With Barry Bonds being convicted of obstruction of justice this past week and prosecutors debating whether or not to retry him on three other charges, steroids in baseball are back in the news. One of the areas where the issue of steroids is still having its greatest effect right now is with the Baseball Hall of Fame.
Many players have already failed to receive enough votes for induction because they confessed to steroids or were accused of it in the Mitchell Report. In the case of Jeff Bagwell, he had the bad luck to hit well during that era without any conclusive proof emerging that he did or didn’t take steroids.
Anyhow, a lot of the writers who vote on the Hall of Fame refuse to vote for these players because of their belief that it would set a bad example to kids and that the Hall of Fame is for moral players only. Given that Ty Cobb probably couldn’t last five minutes on this campus today before being booted for some horrible racist act, I’m rather skeptical that this is true. Moreover, this moral stand is probably one of the reasons why the entire 2010 Baseball Hall of Fame class consisted solely of Andre Dawson.
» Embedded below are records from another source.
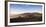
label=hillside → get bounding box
[10,13,42,22]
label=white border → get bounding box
[8,2,44,25]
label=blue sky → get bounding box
[10,4,42,14]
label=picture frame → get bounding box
[5,1,45,26]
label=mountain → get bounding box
[10,13,42,19]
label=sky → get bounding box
[10,4,42,14]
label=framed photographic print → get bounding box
[5,1,45,25]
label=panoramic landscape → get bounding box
[9,4,42,23]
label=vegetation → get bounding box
[10,14,42,22]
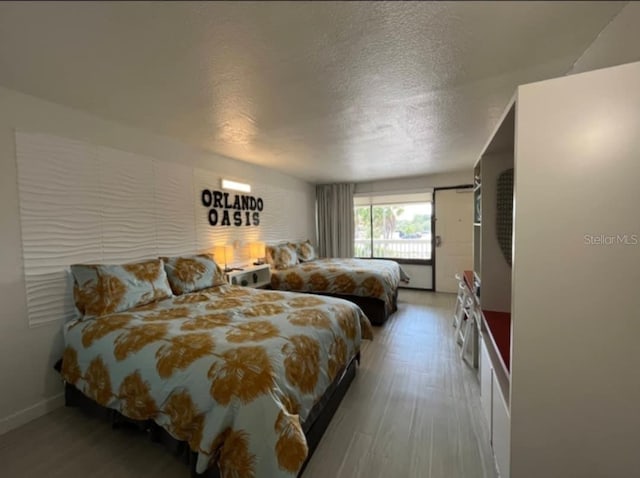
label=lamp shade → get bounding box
[249,242,265,259]
[213,245,233,268]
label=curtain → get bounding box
[316,184,355,257]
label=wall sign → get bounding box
[201,189,264,226]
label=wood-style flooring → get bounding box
[0,290,497,478]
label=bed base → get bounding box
[312,289,398,325]
[63,352,360,478]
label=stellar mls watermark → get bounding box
[583,233,640,246]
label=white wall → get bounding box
[0,87,315,433]
[568,2,640,74]
[511,62,640,478]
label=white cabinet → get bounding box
[226,264,271,289]
[491,380,511,478]
[474,62,640,478]
[480,337,493,429]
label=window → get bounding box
[354,192,432,261]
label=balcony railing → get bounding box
[354,239,431,259]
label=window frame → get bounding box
[353,198,434,266]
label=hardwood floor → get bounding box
[0,290,497,478]
[303,290,497,478]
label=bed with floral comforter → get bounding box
[62,285,371,478]
[271,259,409,322]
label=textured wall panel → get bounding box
[97,148,158,263]
[153,161,198,256]
[16,132,102,326]
[16,132,309,326]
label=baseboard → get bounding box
[0,393,64,435]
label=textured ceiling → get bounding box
[0,2,625,182]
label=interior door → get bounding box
[434,188,473,293]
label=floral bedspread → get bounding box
[62,285,371,478]
[271,259,409,313]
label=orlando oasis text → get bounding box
[201,189,264,226]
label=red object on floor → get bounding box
[482,310,511,373]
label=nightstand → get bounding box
[226,264,271,289]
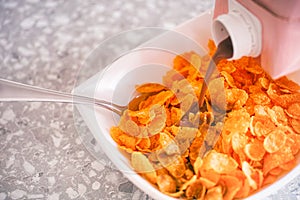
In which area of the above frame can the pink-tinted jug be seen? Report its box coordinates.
[212,0,300,82]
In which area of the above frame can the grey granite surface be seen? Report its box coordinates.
[0,0,300,200]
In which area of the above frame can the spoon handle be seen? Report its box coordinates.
[0,78,125,115]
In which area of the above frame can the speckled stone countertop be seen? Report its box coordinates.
[0,0,300,200]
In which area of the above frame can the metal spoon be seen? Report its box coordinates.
[0,78,132,116]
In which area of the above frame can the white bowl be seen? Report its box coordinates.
[75,11,300,200]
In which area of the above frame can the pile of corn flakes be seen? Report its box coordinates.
[110,41,300,200]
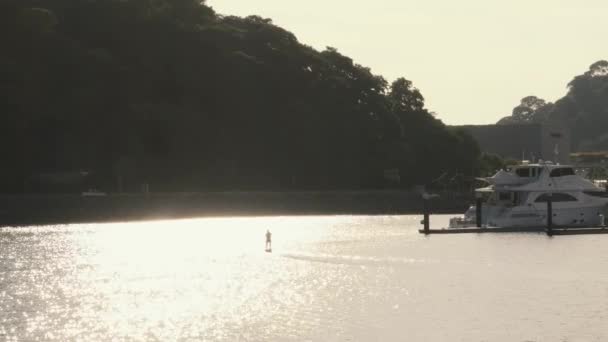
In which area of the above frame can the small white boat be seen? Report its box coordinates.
[450,161,608,228]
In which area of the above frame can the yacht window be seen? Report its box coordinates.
[549,167,574,177]
[498,192,511,201]
[583,191,608,198]
[534,192,577,202]
[515,168,530,177]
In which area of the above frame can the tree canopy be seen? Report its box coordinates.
[0,0,479,192]
[498,60,608,151]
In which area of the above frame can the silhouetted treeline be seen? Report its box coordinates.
[0,0,479,192]
[498,60,608,151]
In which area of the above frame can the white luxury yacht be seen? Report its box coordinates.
[450,161,608,228]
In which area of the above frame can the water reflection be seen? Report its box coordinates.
[0,216,608,341]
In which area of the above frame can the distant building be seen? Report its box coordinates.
[455,124,570,164]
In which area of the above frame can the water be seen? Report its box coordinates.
[0,216,608,341]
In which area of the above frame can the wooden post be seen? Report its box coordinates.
[422,198,430,234]
[475,193,482,228]
[547,193,553,236]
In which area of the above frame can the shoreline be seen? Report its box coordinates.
[0,190,470,227]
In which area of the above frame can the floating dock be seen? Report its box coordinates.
[418,197,608,236]
[418,226,608,236]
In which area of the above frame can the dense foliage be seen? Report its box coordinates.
[0,0,479,192]
[498,60,608,151]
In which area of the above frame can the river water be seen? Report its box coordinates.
[0,216,608,341]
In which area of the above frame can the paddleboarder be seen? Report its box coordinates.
[266,230,272,251]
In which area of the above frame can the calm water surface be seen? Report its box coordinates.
[0,216,608,341]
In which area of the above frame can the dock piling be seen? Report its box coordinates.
[423,198,430,235]
[547,193,553,236]
[475,194,482,228]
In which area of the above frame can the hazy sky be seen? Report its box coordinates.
[208,0,608,124]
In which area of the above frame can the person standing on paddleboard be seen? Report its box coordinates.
[266,230,272,250]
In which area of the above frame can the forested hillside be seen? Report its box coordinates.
[0,0,482,193]
[498,60,608,151]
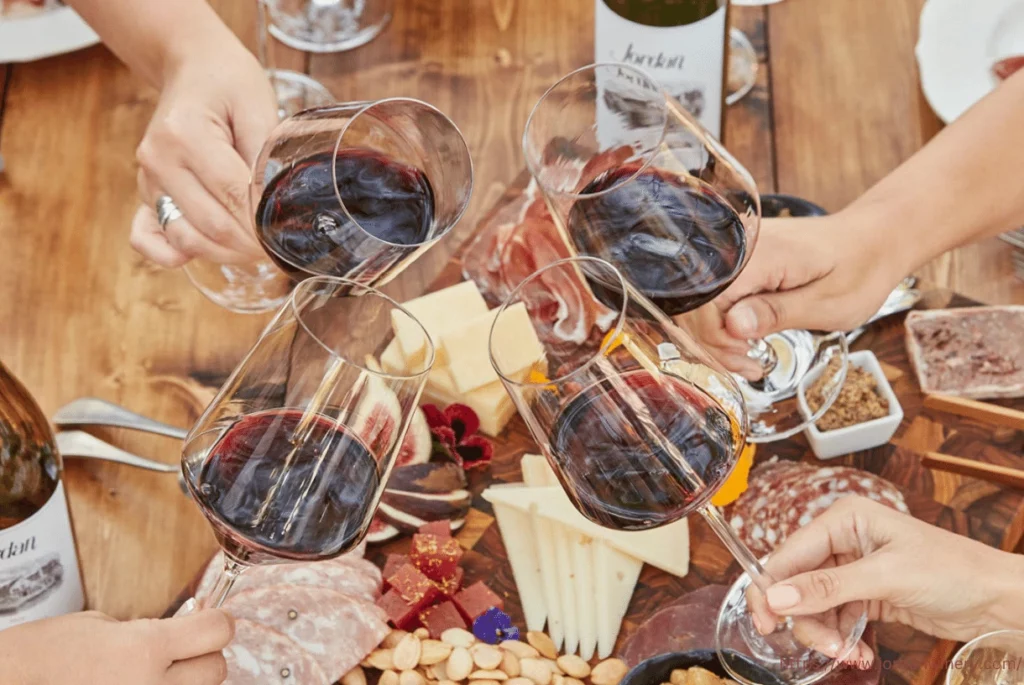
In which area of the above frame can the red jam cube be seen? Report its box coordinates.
[377,590,420,631]
[453,581,505,626]
[381,554,409,590]
[435,566,466,599]
[419,519,452,538]
[387,564,440,611]
[409,532,462,581]
[420,601,467,640]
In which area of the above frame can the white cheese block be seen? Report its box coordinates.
[391,281,487,367]
[483,486,690,576]
[593,540,643,658]
[483,499,548,631]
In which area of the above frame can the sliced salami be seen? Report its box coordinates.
[725,457,909,557]
[224,619,332,685]
[196,553,381,602]
[224,586,389,682]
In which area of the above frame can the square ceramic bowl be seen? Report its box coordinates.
[797,350,903,459]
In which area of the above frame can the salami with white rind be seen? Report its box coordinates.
[224,619,332,685]
[224,586,389,682]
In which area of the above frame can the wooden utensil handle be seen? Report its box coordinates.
[925,395,1024,430]
[921,452,1024,489]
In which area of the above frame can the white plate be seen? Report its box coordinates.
[0,5,99,62]
[916,0,1024,124]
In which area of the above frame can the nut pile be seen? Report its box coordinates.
[356,628,629,685]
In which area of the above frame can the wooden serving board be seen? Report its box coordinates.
[168,189,1024,685]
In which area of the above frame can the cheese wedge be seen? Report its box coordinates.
[593,540,643,658]
[483,486,690,576]
[484,495,548,631]
[391,281,487,367]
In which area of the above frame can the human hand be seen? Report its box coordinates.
[130,43,278,268]
[748,497,1024,662]
[0,609,234,685]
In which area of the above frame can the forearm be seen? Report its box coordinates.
[67,0,241,88]
[844,73,1024,274]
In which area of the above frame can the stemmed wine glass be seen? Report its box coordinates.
[181,276,434,612]
[489,256,866,684]
[187,97,473,311]
[522,62,847,442]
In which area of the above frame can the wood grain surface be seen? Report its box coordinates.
[0,0,1024,630]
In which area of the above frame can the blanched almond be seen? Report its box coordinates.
[498,640,541,658]
[391,635,420,671]
[555,654,590,678]
[519,658,551,685]
[469,669,509,680]
[444,647,473,681]
[500,649,522,678]
[469,642,502,671]
[362,649,394,671]
[590,658,630,685]
[341,666,367,685]
[398,671,427,685]
[526,631,558,658]
[441,628,476,647]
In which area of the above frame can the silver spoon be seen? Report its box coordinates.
[55,430,188,495]
[53,397,188,440]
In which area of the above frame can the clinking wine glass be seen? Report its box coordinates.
[181,276,433,612]
[489,256,866,684]
[522,63,847,442]
[187,97,473,311]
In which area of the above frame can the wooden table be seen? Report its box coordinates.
[0,0,1024,617]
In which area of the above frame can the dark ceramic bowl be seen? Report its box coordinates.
[618,649,783,685]
[761,194,828,219]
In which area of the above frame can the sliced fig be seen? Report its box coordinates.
[387,462,466,494]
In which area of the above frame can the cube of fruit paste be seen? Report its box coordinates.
[420,601,466,640]
[434,566,466,599]
[419,519,452,538]
[381,554,409,590]
[387,563,440,611]
[453,581,505,625]
[409,532,462,581]
[377,589,422,631]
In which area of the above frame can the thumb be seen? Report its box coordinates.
[765,557,889,616]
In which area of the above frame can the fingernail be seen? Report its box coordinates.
[729,304,758,338]
[766,583,800,611]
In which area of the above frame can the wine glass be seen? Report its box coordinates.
[263,0,393,52]
[522,62,847,442]
[187,97,473,311]
[488,256,866,684]
[945,631,1024,685]
[181,276,434,612]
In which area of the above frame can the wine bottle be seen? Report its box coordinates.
[0,363,85,630]
[594,0,728,138]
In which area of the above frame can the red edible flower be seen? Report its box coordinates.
[423,404,495,469]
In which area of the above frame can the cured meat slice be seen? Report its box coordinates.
[224,586,389,682]
[725,457,909,557]
[224,619,332,685]
[196,552,382,602]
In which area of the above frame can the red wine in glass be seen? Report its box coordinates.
[568,163,746,316]
[194,410,381,561]
[256,148,434,283]
[550,370,734,530]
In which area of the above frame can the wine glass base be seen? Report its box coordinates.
[715,573,867,685]
[736,330,847,442]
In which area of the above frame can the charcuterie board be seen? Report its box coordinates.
[169,181,1024,685]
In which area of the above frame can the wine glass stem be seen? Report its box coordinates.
[700,504,775,592]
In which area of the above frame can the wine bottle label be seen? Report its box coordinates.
[594,0,726,138]
[0,482,85,630]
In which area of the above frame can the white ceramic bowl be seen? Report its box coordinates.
[797,350,903,459]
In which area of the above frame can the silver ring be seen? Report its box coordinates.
[157,195,184,228]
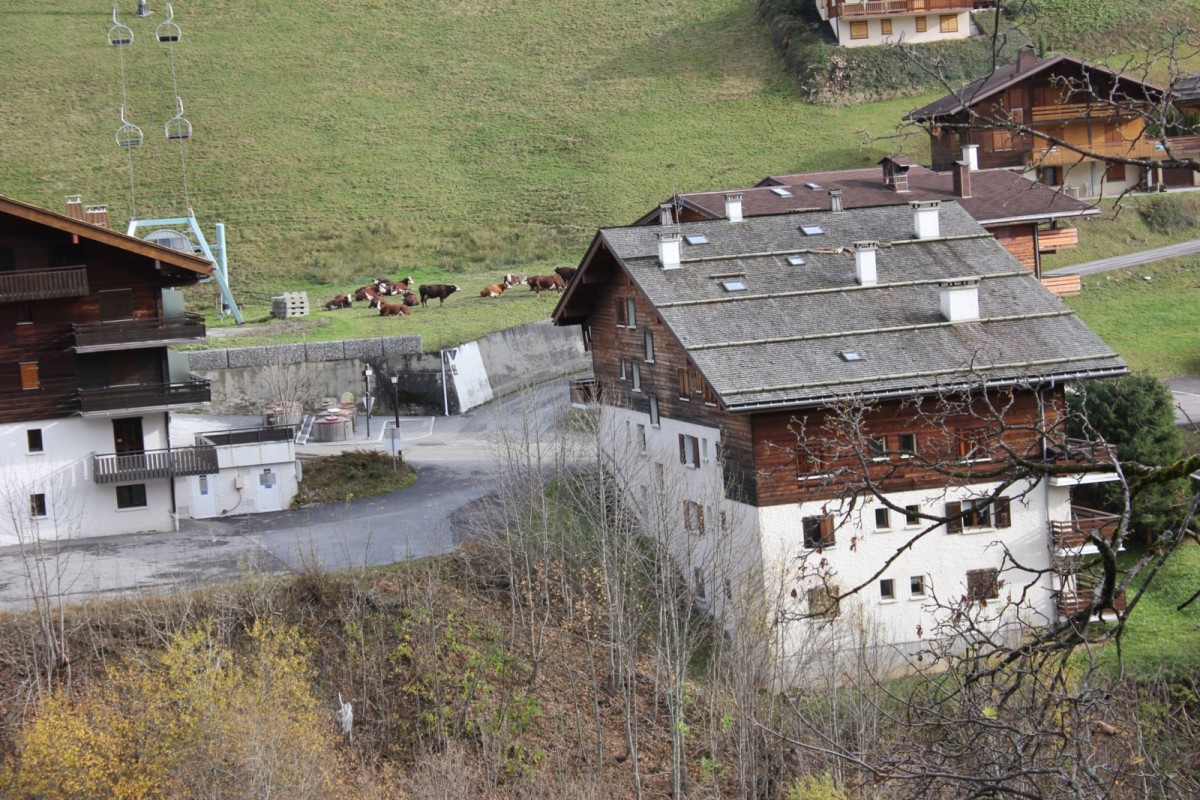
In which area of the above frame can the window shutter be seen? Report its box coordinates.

By contrast, the Hockey Hall of Fame inducted four members last year including one NHL player and one women’s Olympic hockey great, the Basketball Hall of Fame inducted ten new members, including four NBA players alone and the Pro Football Hall of Fame inducted seven different players. Since Induction Weekend is Cooperstown’s biggest weekend and counting on tens of thousands of Cubs and Expos fans to make their way to Central New York isn’t exactly the greatest way to pay the bills, something needs to be done about this steroids dilemma.
So my suggestion is this: let the players who used steroids in. Go ahead, do it. Mark McGwire, Rafael Palmeiro, Sammy Sosa, Barry Bonds (once he becomes eligible). What the heck, let Pete Rose in too. We all know that when it comes to play alone, they deserve to be in the Hall of Fame more than some of the people who’ve already made it in.
There is, however, a catch. Do NOT let these players give speeches at their induction. Don’t even let them attend or gather all their plaques in a separate display case and make an exhibit on the Steroids Era if that makes you feel better. Why do players like Rose and McGwire want to be inducted? Because it allows them a moment in the spotlight, an opportunity to be forgiven. I suspect speaking at his induction would mean a lot more to Pete Rose than the event itself.
Many of the Baseball Hall of Fame voters want to remind us with their votes that players who took steroids violated widely popular ideals of fair play and possibly endangered their health while they were at it. I know lots of reasonable people who agree with those sentiments and lots who don’t.
But by letting these players in but not letting them speak at their own inductions, the Baseball Hall of Fame would be able to acknowledge these players’ talents and the prevalence of steroids in at least one era of the game AND be able to take a stand against something they believe nearly ruined the game. It’s not perfect but when it comes to the legacy of the Steroids Era, nothing really is.